Standard Fields: @timestamp, @level, @message for CloudWatch compatibility
Nested Groups: Group related fields (request., response., user., error.) for logical organization
Tracing Integration: Include tracing.trace_id and tracing.span_id for correlation
Field Limiting: Recursively count fields and strip non-essential data if > 900 fields

Decision 4: Hybrid Local + Cloud Architecture

Rationale:

Development Experience: Local Jaeger and Prometheus for fast debugging without cloud dependencies
Cost Management: Grafana Cloud free tier (10K metrics, 50GB logs/month) adequate for small teams
Production Reliability: AWS CloudWatch for production logs with guaranteed SLA
Flexibility: Easy to switch between local and cloud based on environment

Environment Configuration:

Development:
  - OTLP Collector: Docker Compose service (otel-collector:4317)
  - Jaeger UI: localhost:16686
  - Prometheus: localhost:9090
  - Logs: Console output (JSON formatted)

Production (AWS ECS):
  - OTLP Collector: Sidecar container (localhost:4317)
  - Traces: Exported to Grafana Cloud via OTLP Collector
  - Metrics: Exported to Grafana Cloud Mimir + CloudWatch (for AWS alarms)
  - Logs: CloudWatch Logs (via awslogs driver)
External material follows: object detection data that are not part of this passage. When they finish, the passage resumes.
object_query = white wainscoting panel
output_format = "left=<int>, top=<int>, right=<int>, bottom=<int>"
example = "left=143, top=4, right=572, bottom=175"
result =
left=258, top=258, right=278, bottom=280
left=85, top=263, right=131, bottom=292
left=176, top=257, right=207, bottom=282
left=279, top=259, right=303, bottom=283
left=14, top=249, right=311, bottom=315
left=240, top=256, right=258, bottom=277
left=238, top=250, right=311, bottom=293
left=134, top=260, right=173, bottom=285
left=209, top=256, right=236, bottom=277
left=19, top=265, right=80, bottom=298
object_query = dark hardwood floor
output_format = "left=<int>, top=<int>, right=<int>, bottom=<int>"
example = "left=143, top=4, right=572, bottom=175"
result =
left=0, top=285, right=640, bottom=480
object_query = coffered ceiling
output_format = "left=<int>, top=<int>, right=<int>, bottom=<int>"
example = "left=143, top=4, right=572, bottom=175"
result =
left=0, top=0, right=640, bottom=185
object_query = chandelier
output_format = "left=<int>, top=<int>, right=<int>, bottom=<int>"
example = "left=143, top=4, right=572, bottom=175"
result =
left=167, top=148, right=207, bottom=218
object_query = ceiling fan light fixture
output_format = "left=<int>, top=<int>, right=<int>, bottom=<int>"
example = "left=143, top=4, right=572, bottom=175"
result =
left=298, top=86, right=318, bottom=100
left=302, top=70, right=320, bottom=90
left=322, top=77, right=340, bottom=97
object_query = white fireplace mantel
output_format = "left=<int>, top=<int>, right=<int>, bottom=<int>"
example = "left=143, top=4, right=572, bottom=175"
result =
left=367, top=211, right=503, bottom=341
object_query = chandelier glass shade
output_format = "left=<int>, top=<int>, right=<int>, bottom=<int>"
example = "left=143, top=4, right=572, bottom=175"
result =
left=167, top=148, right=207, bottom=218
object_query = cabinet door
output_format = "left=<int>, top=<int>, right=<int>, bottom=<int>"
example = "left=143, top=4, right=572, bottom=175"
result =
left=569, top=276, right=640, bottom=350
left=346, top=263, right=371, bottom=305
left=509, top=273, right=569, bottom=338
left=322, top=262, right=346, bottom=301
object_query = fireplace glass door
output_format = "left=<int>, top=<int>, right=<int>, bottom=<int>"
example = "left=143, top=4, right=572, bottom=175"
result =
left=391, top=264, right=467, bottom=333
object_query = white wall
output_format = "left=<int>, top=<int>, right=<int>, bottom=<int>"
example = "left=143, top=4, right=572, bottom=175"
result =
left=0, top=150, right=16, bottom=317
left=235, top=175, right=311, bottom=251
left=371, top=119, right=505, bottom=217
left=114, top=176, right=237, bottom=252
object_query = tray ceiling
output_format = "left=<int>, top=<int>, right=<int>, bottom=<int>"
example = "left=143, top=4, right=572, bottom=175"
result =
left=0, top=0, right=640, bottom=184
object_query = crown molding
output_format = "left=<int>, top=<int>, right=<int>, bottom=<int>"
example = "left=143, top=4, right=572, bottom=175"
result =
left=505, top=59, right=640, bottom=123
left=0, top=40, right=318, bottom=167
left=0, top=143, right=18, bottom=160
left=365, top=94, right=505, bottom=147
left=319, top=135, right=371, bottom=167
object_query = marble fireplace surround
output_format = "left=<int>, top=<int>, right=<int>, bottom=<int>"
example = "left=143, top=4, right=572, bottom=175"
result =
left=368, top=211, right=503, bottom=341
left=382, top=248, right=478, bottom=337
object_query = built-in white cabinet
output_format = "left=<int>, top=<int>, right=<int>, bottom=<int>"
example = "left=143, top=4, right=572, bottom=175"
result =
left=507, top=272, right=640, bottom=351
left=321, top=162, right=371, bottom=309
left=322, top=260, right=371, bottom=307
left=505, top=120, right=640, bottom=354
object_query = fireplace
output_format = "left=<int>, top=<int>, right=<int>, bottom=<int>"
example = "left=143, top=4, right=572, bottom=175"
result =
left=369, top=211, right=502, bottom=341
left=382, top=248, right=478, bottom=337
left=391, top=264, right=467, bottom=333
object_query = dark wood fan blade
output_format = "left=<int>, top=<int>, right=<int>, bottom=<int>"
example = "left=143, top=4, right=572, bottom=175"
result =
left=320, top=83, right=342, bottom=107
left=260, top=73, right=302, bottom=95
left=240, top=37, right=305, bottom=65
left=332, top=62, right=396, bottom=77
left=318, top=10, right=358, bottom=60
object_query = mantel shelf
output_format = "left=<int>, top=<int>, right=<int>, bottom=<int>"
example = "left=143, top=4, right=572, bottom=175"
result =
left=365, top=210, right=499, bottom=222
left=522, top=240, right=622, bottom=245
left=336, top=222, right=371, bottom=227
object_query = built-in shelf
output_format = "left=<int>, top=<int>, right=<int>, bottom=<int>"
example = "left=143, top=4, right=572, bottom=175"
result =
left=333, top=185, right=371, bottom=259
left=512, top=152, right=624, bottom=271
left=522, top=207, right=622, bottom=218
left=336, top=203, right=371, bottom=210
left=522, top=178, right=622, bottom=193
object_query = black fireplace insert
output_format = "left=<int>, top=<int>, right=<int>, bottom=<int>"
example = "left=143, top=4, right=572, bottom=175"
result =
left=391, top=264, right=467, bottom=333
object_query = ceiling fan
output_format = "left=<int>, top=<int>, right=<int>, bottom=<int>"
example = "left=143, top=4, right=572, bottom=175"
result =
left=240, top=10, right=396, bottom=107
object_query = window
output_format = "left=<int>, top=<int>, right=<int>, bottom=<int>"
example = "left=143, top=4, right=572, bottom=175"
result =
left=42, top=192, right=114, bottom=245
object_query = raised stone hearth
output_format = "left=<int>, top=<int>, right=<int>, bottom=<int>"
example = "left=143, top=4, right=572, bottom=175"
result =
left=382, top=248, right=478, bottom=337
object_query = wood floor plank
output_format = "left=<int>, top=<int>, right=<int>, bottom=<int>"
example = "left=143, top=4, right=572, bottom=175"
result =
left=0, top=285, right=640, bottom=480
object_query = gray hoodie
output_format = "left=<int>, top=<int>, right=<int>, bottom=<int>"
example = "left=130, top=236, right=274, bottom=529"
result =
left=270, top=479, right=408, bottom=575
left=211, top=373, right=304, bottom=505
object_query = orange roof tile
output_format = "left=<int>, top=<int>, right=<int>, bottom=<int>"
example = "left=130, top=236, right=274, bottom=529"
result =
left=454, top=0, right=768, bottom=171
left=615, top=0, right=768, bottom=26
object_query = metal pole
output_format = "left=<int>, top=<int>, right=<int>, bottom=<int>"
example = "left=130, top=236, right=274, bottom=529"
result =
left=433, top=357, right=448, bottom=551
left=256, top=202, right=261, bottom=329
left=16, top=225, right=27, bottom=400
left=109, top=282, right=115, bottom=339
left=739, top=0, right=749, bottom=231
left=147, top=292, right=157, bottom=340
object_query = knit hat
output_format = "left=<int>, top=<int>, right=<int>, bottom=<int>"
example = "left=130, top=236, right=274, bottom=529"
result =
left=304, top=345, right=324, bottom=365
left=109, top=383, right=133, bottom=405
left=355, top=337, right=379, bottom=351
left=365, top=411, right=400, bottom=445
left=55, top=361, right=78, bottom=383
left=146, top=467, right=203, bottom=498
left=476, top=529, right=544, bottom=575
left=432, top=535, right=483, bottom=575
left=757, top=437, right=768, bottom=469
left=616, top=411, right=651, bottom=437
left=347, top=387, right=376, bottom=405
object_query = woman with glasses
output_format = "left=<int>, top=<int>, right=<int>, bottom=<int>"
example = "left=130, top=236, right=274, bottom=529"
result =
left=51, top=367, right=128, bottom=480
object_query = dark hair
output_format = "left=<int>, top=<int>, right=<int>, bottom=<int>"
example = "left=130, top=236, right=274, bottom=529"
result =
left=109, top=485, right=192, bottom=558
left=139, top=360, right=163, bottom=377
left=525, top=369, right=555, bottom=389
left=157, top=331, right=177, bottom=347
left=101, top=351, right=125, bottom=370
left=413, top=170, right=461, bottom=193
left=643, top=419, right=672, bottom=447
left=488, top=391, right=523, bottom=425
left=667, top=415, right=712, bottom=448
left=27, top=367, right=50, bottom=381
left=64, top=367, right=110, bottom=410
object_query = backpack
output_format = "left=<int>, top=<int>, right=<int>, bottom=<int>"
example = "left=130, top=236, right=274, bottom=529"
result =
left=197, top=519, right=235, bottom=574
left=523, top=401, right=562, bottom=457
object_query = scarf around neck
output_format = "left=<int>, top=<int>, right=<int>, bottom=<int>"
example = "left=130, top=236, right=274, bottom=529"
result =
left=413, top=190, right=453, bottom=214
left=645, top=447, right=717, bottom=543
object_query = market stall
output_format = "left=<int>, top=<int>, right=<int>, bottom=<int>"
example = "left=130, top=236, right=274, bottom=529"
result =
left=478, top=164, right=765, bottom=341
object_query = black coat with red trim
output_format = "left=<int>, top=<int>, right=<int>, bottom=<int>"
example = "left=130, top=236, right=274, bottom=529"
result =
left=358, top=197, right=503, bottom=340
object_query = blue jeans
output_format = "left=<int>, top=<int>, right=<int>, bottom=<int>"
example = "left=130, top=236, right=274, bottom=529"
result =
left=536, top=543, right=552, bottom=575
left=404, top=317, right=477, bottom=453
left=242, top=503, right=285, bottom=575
Decision 5: Auto-Instrumentation First

Rationale:

Minimal Code Changes: FastAPI, HTTPX, Requests, psycopg2 automatically instrumented
Comprehensive Coverage: All HTTP requests, external calls, and database queries traced
Consistent Naming: OpenTelemetry semantic conventions ensure consistent span naming
Performance: Batch span processing minimizes overhead

Instrumented Components:

FastAPI: All endpoints automatically create spans with HTTP semantic conventions
HTTPX: Inter-service calls automatically propagate trace context
Requests: External API calls traced with HTTP attributes
psycopg2: Database queries traced with SQL attributes (if PostgreSQL is used)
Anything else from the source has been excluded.